During its first year, 3000 conscientious objectors were referred to NSBRO by Selective Service. In all, nearly 12,000 World War II COs would be handled by NSBRO. The program for conscientious objectors, Civilian Public Service (CPS), was under civilian control with NSBRO responsible for working with the government and representing the interests of the churches and other groups involved.

The work of NSBRO was divided into three sections. The Camp Section selected sites, often former Civilian Conservation Corps facilities, for use as CPS base camps, The Assignment Section matched men with camps and units, keeping detailed records of the assignments and projects. The Complaint Section worked with cases of men who were denied conscientious objector status. Later an Advisory Section was created to track the changes in Selective Service regulations and interpret them to NSBRO constituency. Regular contact was made with COs who chose prison over CPS.

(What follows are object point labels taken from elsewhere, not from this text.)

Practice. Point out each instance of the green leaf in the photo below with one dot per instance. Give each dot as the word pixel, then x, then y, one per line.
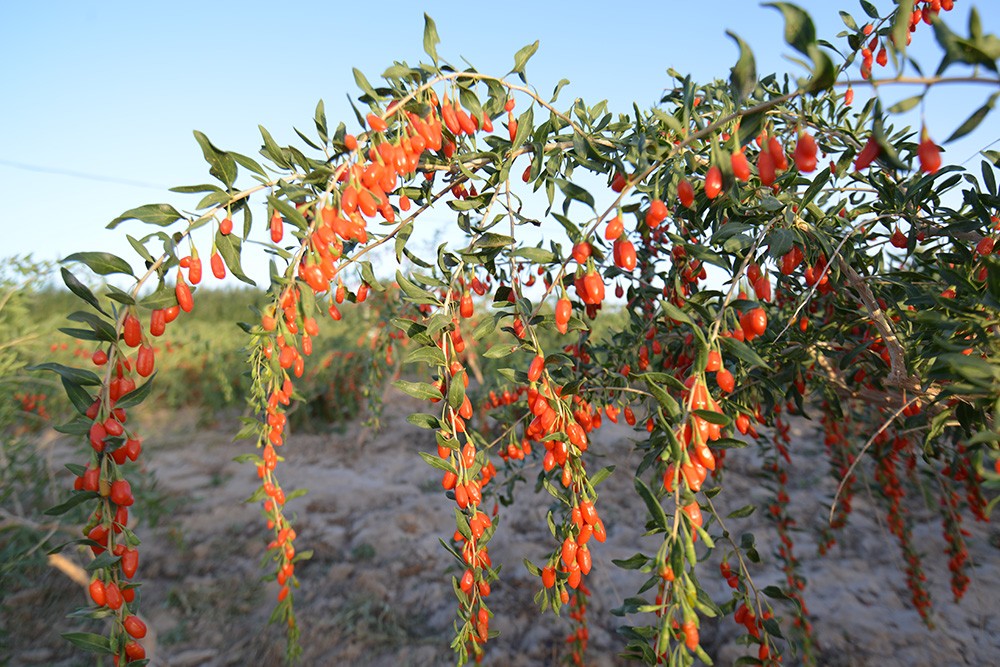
pixel 90 642
pixel 742 351
pixel 636 562
pixel 436 461
pixel 368 275
pixel 288 211
pixel 102 263
pixel 601 475
pixel 161 215
pixel 901 26
pixel 137 395
pixel 75 375
pixel 222 165
pixel 78 396
pixel 74 500
pixel 742 512
pixel 421 420
pixel 905 105
pixel 713 417
pixel 249 163
pixel 456 391
pixel 413 293
pixel 521 59
pixel 525 125
pixel 471 102
pixel 421 390
pixel 402 236
pixel 652 504
pixel 431 39
pixel 104 329
pixel 673 312
pixel 774 593
pixel 230 247
pixel 105 560
pixel 665 400
pixel 743 75
pixel 973 121
pixel 800 33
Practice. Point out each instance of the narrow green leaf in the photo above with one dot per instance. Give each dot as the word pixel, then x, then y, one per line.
pixel 422 390
pixel 901 25
pixel 74 500
pixel 75 375
pixel 905 105
pixel 743 75
pixel 90 642
pixel 431 39
pixel 652 504
pixel 137 395
pixel 742 512
pixel 221 164
pixel 78 396
pixel 800 33
pixel 230 248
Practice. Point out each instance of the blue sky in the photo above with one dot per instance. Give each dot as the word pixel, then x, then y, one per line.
pixel 113 89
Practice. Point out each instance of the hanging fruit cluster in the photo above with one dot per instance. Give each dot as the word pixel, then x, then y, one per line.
pixel 754 244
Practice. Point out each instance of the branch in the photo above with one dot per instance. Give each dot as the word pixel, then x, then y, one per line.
pixel 898 377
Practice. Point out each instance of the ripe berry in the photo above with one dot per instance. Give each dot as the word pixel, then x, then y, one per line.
pixel 867 155
pixel 929 153
pixel 656 214
pixel 97 592
pixel 685 193
pixel 741 167
pixel 725 380
pixel 121 493
pixel 805 153
pixel 614 229
pixel 713 182
pixel 135 627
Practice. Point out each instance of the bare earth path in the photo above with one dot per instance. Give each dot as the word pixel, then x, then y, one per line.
pixel 377 590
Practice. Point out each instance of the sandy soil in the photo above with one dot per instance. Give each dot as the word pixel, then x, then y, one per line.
pixel 377 590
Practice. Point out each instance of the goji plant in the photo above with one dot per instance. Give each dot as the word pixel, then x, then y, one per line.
pixel 774 246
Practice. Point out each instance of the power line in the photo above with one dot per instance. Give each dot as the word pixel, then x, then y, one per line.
pixel 80 174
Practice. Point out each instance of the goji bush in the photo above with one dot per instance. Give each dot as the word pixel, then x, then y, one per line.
pixel 774 247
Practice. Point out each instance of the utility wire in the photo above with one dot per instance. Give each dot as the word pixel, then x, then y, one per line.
pixel 80 174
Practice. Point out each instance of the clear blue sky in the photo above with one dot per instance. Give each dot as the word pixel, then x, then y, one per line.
pixel 113 89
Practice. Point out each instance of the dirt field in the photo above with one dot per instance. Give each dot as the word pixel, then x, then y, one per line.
pixel 377 590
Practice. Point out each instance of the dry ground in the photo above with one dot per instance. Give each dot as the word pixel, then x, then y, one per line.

Conscientious objectors were required to serve into 1947, past the end of the war. Member groups who disagreed with this policy or the cooperation required with a system of conscription began to withdraw from the organization. War Resisters League pulled out early in the war, followed by Fellowship of Reconciliation, American Friends Service Committee, and Association of Catholic Conscientious Objectors. The last CPS camp closed in April 1947, completing this phase of NSBRO work.

In 1964 the name was changed to National Interreligious Service Board for Conscientious Objectors (NISBCO), and in 2000 it became Center on Conscience & War (CCW).

Today, the work of the Center on Conscience & War is mainly with members of the US military who experience a crisis of conscience and seek discharge as conscientious objectors. CCW also provides technical and community support to other conscientious objectors, including immigrants seeking citizenship in the US who are moved by conscience to take an alternative oath of citizenship that does not include a promise to bear arms, and youth facing Selective Service (draft) registration.

The group participates in the GI Rights Hotline, and works against all forms of conscription. There are no charges for any of CCW's services.